As there is no standardised, proven method of reintroduction for sun bears, the BOS Foundation provides instead lifetime sanctuary care in semi-wild conditions. The sanctuary includes a 15 ha area put aside for the bears including a 15 fully forested enclosures with attached dens, varying in size from 0.35 ha to 2.29 ha.

===Ecotourism===
The Samboja Lodge was established to provide accommodation for visitors and volunteers at Samboja. Its design was based upon local architecture and its interior and exterior walls are made of recycled materials. Visitors to the lodge, whether staying overnight or just for a single day, are educated in the importance of orangutan and ecosystem conservation by guided tours of the neighboring orangutan sanctuary islands and sun bear sanctuary.
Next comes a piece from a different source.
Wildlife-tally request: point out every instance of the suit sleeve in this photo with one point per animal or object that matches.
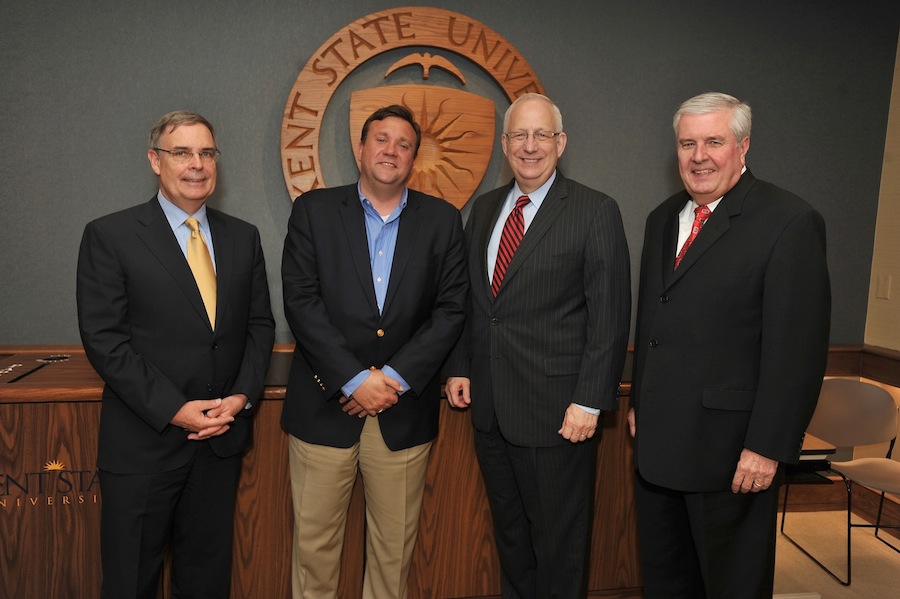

The profits from overnight and day guests help to fund the conservation activities undertaken by the BOS Foundation at Samboja Lestari.

==Impact==
Although there is not yet a return to the full biodiversity of the rainforests of Borneo, a secondary forest is growing which it is hoped will eventually become a safe haven for all of Borneo's biodiversity. According to Smits in his 2009 TED talk in addition to bird species such as hornbills, 30 species of reptiles, porcupines, pangolins, mouse deer and many other animal species have been recorded.

The orangutan rehabilitation program at Samboja Lestari started selecting orangutans with adequate natural behaviours to be released into the Kehje Sewen Ecosystem Restoration Concession, owned by PT Rehabilitasi Orangutan Borneo, which is also operated by the BOS Foundation. In April 2012, They released their first 3 orangutans from Samboja Lestari in the Kehje Sewen ERC. Today, 121 orangutans from Samboja Lestari have been released back into the wild (per July 2021).

==Praise==
Amory Lovins, chief scientist at Colorado's Rocky Mountain Institute claimed Samboja Lestari was possibly "the finest example of ecological and economic restoration in the tropics".

==Criticism==
The costs of the Samboja Lestari project in 2020 were reported at approximately $1.05 million, including all activities from reforestation and fire prevention to orangutan rehabilitation and sanctuary. This operating cost is higher than the cost of protecting existing rainforest per hectare; for comparison, the Nature Conservancy together with the Indonesian government in partnerships with timber companies have been able to protect more forest and orangutans at a fraction of the cost in the same period. Erik Meijaard, conservation scientist and ecologist at the Nature Conservancy who once worked for Smits, says that it remains unclear whether Samboja Lestari is a good idea, and that the success will ultimately depend on the extent to which it can improve community livelihoods and achieve long-term financial stability and sustainability: "that question remains unanswered, and will remain so for a few years, because that is the kind of time such projects need to be evaluated".